A qualificação das organizações sociais é discricionária, e cabe ao poder público. Não é obrigação a concessão; o ato é discricionário. A desqualificação também, mas, neste caso, deve-se conceder o contraditório e a ampla defesa. Devido processo legal administrativo. Somente depois disso essas instituições podem ser desqualificadas, ressalvado o princípio da inafastabilidade da jurisdição. Se houver problemas, os dirigentes responderão solidariamente, com seu patrimônio, para recompor o rombo que deixaram no Estado.

Na prática, até o processo administrativo terminar e ser feita a apuração, os bens estarão todos em nome de laranjas, infelizmente.
 

Serviços sociais autônomos – o sistema S

O modelo é antigo. Decreto-lei de 1946 com a criação do Serviço Social da Indústria, o SESI, associada à Confederação Nacional da Indústria – CNI, e o Serviço Social do Comércio – SESC, associado à Confederação Nacional do Comércio – CNC. A conceituação de sistema S é o Estado buscar na lei a autorização para que essas confederações instituam serviços que venham a satisfazer utilidades e comodidades às pessoas que compõem o sistema. Comerciários, industriários, e assim por diante. Custeiam-se mediante contribuições parafiscais compulsórias. Pode haver também dotação orçamentária para essas instituições.

Temos, portanto, as confederações criadas por lei, e as autorizadas por lei a serem criadas. São criadas a partir do momento do registro no cartório competente. Algumas têm até rede de hotéis, prédios em locação e time de vôlei! Prestam serviços à comunidade, como também aos seus próprios custeadores.

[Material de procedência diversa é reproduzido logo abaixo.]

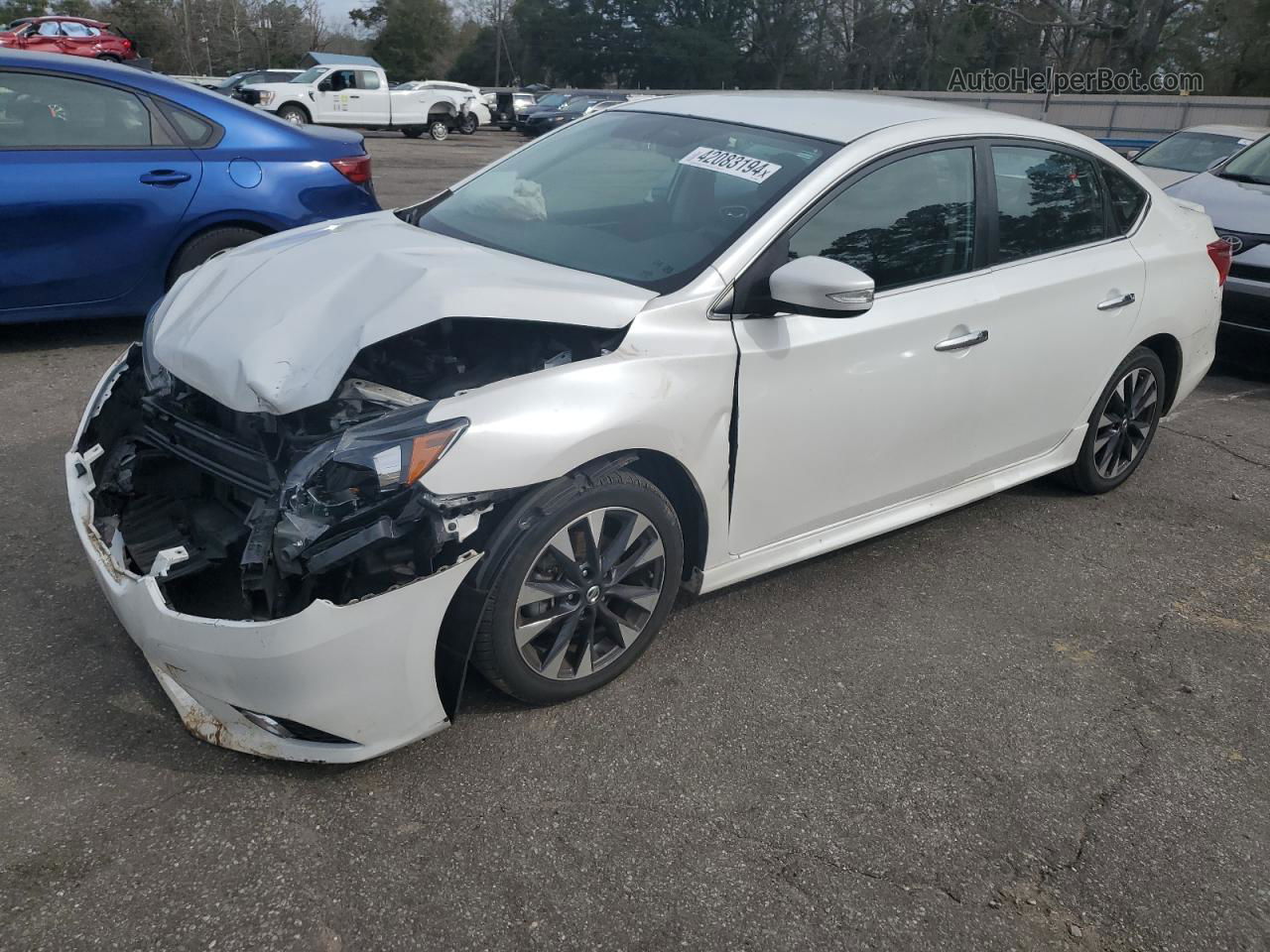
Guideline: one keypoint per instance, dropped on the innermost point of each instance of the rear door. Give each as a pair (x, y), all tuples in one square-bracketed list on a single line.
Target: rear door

A lei força a que pessoas venham a contribuir com o sistema, além de que o Estado renuncia a certas receitas, que são destinadas, em vez disso, para o sistema. Por outro lado, as entidades têm que seguir o princípio da licitação e do concurso público.

As entidades estão sujeitas ao controle do Tribunal de Contas da União.

Comecem a estudar para a prova. Aperfeiçoem o estudo. Estudar pelas aulas dá certo. Provas só saem das aulas.